Career Readiness Now Means Something Different in Louisiana

By America Achieves Fellow Tony Cain

 
Cain and America Achieves Educator Voice Fellows connected with leaders at the Baton Rouge Community College Process Technology Center.

Cain and America Achieves Educator Voice Fellows connected with leaders at the Baton Rouge Community College Process Technology Center.

 
Cain works with America Achieves colleague Kristin Hollins to explore and define in-demand 21st century competencies.

Cain works with America Achieves colleague Kristin Hollins to explore and define in-demand 21st century competencies.

I remember when “career readiness” in Louisiana consisted of a large collection of VHS tapes that contained 15-minute vignettes of various entry-level jobs that non-college bound students could enter. The tapes were boring, the students hated watching them, and no training was given to them on how to be successful in the workplace.

Over the years, career readiness in Louisiana has evolved, but still lagged behind the needs of the students of Louisiana and its economy. This is why I applied to America Achieves’ Educator Voice Fellowship and was excited to be chosen to participate in developing the new Quest for Success curriculum.

The membership of our fellowship was diverse in every measurable way, but each participant had the same singular goal of providing a better opportunity for success for the students of Louisiana. I saw a wonderful group of educators from throughout Louisiana combine their experience and passion for children to create a course that will increase the size of the “work ready” labor pool in Louisiana.

Each of us who participated got to experience first-hand the different perspectives of various regions of the state through economic and educational lenses. Our visits with the various medium and large businesses from around the state allowed us to understand the skills our students needed to enter the workplace and be productive.

By all accounts, we created a much better course and more opportunities for our students than what had previously existed. As I have traveled to various parts of the state to train teachers and administrators in Quest for Success, I consistently hear that the project-based learning approach that we implemented will be more interesting for the teachers and students, and create a higher level of student engagement. 

An unintended outcome of the process is that a group of educators developed a network of friends and colleagues that have engaged regularly outside of the fellowship to collaborate on projects, ask for advice, or help each other fill staffing needs. All of which has bettered the educational opportunities of the students of Louisiana. 

The America Achieves Educator Voice Fellowship worked hard and continued the upward trajectory of aligning education with workforce needs. I am proud of my opportunity to participate and collaborate with a group of exceptional educators and am thankful for the many things each of them taught me.

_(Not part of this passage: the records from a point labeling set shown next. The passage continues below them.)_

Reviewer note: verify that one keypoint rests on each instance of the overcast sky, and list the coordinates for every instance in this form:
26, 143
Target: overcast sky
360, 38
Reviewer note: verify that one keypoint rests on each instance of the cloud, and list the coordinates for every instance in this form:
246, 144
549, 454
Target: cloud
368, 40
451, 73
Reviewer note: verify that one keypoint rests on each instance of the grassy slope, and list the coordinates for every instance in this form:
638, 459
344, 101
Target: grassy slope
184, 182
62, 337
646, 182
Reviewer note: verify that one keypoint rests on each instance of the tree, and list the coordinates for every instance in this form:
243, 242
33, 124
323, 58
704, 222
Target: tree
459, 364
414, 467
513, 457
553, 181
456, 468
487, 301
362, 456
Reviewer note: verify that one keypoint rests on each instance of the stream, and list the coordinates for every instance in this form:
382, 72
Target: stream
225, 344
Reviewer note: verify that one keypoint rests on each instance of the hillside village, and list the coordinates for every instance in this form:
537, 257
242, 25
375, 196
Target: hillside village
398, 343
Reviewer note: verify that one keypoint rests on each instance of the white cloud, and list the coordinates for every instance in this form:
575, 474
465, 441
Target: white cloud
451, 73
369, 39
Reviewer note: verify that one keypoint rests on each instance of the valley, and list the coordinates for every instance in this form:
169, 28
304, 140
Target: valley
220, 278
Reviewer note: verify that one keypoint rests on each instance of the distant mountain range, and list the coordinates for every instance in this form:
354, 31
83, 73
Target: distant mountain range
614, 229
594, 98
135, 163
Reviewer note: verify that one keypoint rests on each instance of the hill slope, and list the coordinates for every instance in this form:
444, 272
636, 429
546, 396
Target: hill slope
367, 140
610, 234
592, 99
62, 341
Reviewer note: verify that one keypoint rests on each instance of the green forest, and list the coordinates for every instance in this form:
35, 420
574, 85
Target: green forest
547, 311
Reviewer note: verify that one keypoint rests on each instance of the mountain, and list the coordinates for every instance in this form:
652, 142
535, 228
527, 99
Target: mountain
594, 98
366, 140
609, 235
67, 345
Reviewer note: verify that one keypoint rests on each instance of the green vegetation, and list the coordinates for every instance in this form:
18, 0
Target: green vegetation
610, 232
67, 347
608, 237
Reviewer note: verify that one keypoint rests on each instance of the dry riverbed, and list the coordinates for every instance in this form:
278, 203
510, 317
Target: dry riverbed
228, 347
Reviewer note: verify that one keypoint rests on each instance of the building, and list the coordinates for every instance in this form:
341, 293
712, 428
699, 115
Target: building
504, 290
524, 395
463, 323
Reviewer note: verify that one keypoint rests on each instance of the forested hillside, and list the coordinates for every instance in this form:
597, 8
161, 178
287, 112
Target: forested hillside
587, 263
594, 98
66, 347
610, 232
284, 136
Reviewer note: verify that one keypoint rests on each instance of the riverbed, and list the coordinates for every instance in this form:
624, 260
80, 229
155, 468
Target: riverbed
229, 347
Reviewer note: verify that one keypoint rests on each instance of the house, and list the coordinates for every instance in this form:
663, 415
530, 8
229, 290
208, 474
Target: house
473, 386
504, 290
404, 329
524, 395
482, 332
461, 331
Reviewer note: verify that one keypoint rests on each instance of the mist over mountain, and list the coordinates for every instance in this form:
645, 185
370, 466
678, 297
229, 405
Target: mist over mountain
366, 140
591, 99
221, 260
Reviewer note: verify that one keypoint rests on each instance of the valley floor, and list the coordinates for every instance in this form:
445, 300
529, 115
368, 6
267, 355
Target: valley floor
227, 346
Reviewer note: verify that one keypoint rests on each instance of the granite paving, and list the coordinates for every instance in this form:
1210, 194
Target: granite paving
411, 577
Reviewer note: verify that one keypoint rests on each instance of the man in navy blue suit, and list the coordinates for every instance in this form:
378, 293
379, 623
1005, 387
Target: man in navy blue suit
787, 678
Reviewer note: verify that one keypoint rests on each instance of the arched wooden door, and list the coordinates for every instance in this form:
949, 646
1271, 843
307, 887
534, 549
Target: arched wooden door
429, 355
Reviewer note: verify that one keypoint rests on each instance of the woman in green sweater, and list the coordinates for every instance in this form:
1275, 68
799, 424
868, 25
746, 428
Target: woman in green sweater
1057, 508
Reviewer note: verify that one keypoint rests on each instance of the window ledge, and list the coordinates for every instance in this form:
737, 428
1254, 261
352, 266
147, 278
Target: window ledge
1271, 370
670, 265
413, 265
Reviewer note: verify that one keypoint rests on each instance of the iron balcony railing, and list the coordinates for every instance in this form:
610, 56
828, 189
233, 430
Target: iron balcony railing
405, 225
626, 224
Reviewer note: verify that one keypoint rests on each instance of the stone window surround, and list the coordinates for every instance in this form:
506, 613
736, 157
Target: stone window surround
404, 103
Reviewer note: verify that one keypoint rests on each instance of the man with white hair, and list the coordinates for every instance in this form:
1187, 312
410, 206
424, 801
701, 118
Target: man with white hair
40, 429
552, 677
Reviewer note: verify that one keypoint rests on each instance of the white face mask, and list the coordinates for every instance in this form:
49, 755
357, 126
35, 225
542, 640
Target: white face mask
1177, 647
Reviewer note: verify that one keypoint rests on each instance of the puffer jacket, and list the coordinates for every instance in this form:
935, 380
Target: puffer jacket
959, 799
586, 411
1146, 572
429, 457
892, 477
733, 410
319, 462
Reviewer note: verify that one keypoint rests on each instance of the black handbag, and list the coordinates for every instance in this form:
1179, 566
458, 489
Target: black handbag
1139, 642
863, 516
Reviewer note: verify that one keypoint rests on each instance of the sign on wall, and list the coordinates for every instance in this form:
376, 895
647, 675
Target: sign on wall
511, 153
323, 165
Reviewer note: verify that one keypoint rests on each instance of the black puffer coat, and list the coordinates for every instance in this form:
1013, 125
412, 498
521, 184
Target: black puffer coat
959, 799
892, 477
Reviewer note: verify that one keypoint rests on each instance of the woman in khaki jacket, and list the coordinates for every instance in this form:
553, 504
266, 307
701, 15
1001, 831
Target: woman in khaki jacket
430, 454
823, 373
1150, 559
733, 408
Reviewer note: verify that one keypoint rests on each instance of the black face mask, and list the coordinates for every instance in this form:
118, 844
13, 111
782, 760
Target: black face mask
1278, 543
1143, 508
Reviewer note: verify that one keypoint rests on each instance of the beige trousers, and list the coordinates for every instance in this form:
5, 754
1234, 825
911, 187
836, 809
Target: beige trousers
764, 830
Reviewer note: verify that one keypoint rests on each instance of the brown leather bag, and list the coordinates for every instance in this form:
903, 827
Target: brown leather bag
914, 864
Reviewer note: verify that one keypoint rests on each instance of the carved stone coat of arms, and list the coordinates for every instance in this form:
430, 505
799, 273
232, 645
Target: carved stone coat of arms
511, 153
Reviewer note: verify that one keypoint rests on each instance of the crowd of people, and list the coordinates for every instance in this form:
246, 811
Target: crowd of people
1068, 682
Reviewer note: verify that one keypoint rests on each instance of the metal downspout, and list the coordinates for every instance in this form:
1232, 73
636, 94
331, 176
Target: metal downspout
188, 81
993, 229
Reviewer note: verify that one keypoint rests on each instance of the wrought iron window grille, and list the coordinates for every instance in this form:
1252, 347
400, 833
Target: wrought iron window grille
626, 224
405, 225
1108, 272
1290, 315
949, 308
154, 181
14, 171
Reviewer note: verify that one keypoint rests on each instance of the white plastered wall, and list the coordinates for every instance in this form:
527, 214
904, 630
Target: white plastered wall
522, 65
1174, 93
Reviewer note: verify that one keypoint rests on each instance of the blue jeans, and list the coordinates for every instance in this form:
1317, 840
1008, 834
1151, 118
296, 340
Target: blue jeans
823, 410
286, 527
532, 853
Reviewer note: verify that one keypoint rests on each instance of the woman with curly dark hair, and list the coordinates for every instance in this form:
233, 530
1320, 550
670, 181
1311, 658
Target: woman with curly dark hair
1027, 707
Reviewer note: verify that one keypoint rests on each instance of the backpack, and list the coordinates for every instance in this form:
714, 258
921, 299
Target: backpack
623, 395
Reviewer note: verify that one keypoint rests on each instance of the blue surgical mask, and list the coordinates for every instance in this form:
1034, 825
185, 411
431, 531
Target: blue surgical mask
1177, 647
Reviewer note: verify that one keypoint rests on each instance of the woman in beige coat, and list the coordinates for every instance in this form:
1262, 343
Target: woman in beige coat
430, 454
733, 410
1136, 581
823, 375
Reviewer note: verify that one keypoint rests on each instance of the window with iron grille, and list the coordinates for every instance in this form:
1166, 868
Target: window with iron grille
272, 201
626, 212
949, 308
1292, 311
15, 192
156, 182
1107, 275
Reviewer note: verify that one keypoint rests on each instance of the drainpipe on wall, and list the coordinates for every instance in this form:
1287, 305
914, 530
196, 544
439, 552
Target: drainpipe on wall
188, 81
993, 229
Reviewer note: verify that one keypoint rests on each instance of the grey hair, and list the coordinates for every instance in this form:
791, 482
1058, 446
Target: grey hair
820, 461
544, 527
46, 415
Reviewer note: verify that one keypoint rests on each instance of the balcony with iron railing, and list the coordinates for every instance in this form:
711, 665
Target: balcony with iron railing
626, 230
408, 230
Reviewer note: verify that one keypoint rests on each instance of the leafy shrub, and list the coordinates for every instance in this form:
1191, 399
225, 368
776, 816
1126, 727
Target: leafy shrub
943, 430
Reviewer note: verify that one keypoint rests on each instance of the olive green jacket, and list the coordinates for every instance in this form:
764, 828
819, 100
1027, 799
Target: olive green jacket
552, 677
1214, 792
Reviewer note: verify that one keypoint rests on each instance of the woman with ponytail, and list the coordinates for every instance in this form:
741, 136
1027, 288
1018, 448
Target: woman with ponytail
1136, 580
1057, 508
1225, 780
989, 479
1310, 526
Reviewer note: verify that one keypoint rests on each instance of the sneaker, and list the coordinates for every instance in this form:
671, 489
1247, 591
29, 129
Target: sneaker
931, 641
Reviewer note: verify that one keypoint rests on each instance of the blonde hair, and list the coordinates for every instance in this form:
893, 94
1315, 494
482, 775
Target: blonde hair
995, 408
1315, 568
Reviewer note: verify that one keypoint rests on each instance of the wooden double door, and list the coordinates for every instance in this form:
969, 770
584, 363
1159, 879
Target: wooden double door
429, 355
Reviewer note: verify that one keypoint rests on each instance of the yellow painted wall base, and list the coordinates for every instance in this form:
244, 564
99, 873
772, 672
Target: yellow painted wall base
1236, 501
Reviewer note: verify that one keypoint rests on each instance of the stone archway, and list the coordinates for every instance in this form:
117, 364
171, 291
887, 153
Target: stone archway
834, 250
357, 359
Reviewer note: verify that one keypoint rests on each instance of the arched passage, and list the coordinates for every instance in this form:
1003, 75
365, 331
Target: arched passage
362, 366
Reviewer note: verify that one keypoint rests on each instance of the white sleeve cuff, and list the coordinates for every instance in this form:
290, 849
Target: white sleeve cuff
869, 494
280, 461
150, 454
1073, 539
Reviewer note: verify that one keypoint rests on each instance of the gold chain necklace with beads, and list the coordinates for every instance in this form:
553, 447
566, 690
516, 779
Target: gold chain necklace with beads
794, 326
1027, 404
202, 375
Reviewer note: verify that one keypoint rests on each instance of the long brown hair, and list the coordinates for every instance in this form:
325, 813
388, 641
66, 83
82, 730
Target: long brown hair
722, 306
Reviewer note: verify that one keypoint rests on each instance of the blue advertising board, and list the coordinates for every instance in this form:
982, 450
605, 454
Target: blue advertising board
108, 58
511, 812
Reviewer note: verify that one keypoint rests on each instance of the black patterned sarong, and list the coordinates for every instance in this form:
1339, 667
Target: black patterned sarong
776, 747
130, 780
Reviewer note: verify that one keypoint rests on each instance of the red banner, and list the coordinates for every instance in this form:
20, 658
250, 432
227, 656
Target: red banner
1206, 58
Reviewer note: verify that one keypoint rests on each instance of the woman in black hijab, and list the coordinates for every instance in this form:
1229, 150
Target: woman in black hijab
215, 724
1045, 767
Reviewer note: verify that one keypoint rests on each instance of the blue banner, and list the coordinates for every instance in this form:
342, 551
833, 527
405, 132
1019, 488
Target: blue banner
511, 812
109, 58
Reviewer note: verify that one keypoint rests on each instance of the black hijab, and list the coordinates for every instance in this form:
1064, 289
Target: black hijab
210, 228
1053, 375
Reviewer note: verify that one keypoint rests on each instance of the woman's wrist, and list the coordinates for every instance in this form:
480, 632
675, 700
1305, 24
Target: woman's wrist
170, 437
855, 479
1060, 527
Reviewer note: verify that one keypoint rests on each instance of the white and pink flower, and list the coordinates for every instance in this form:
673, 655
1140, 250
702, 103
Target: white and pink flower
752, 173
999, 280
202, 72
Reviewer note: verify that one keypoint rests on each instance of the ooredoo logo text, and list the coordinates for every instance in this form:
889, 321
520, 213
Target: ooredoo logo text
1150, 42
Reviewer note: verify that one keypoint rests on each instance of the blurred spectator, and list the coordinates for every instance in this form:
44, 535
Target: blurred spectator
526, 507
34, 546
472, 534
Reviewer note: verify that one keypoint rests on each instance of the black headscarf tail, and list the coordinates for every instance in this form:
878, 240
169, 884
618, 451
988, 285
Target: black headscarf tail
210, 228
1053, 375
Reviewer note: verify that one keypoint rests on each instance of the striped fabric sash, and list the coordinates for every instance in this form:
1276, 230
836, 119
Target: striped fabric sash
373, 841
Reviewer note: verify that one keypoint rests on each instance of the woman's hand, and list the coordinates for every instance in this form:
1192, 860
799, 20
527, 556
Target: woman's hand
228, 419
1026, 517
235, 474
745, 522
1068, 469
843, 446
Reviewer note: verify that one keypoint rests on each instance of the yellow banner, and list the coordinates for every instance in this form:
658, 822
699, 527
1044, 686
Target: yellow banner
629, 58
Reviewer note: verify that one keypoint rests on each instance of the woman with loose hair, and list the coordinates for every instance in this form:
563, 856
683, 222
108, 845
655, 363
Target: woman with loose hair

Tony Cain is the Executive Director of Downsville Community Charter School. He has served as a school leader for 7 years. Prior to being appointed as a school leader, he served as a social studies teacher for 8 years and a publicly elected school board member for 12 years. Outside of his work in education he has served children as a member of the board of directors for Christopher House, an organization dedicated to helping children in crisis, young adults in transition, and the homeless. Additionally, he has served on the board of directors of local girls softball league.